CD47 blockade reduces the pathologic features of experimental cerebral malaria and promotes survival of hosts with Plasmodium infection

Significance Novel therapies are urgently needed that can ameliorate the clinical syndromes of cerebral malaria, the most severe consequences of Plasmodium infection, and thereby reduce malaria fatality. Monoclonal antibodies that target CD47, a “don’t eat me” signal, have been demonstrated to enhance cellular clearance of cancer cells by promoting macrophage phagocytosis. We sought to adopt this therapeutic strategy to ameliorate the clinical syndromes associated with cerebral malaria with the goals of reducing disease-associated morbidity and mortality. We demonstrate that CD47 blockade by anti-CD47 injection leads to survival from cerebral malaria in mice.
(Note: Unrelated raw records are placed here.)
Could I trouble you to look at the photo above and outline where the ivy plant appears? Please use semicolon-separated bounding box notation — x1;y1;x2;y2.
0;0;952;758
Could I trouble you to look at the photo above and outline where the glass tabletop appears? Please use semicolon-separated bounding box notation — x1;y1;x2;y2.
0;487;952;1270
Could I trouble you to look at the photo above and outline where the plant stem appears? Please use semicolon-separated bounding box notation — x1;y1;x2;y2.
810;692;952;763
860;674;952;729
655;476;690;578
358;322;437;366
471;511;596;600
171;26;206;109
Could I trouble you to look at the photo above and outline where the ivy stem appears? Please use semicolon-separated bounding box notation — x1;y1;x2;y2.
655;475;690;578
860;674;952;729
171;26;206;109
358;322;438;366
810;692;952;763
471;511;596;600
CD47 is an antiphagocytic “don’t eat me” signal that inhibits programmed cell removal of self. As red blood cells (RBCs) age they lose CD47 expression and become susceptible to programmed cell removal by macrophages. CD47−/− mice infected with Plasmodium yoelii, which exhibits an age-based preference for young RBCs, were previously demonstrated to be highly resistant to malaria infection. Our study sought to test the therapeutic benefit of CD47 blockade on ameliorating the clinical syndromes of experimental cerebral malaria (ECM), using the Plasmodium berghei ANKA (Pb-A) murine model. In vitro we tested the effect of anti-CD47 mAb on Plasmodium-infected RBC phagocytosis and found that anti-CD47 treatment significantly increased clearance of Plasmodium-infected RBCs. Infection of C57BL/6 mice with Pb-A is lethal and mice succumb to the clinical syndromes of CM between days 6 and 10 postinfection. Strikingly, treatment with anti-CD47 resulted in increased survival during the cerebral phase of Pb-A infection. Anti-CD47–treated mice had increased lymphocyte counts in the peripheral blood and increased circulating levels of IFN-γ, TNF-α, and IL-22. Despite increased circulating levels of inflammatory cytokines, anti-CD47–treated mice had reduced pathological features in the brain. Survival of ECM in anti-CD47–treated mice was correlated with reduced cellular accumulation in the cerebral vasculature, improved blood–brain barrier integrity, and reduced cytotoxic activity of infiltrating CD8+ T cells. These results demonstrate the therapeutic benefit of anti-CD47 to reduce morbidity in a lethal model of ECM, which may have implications for preventing mortality in young African children who are the highest casualties of CM.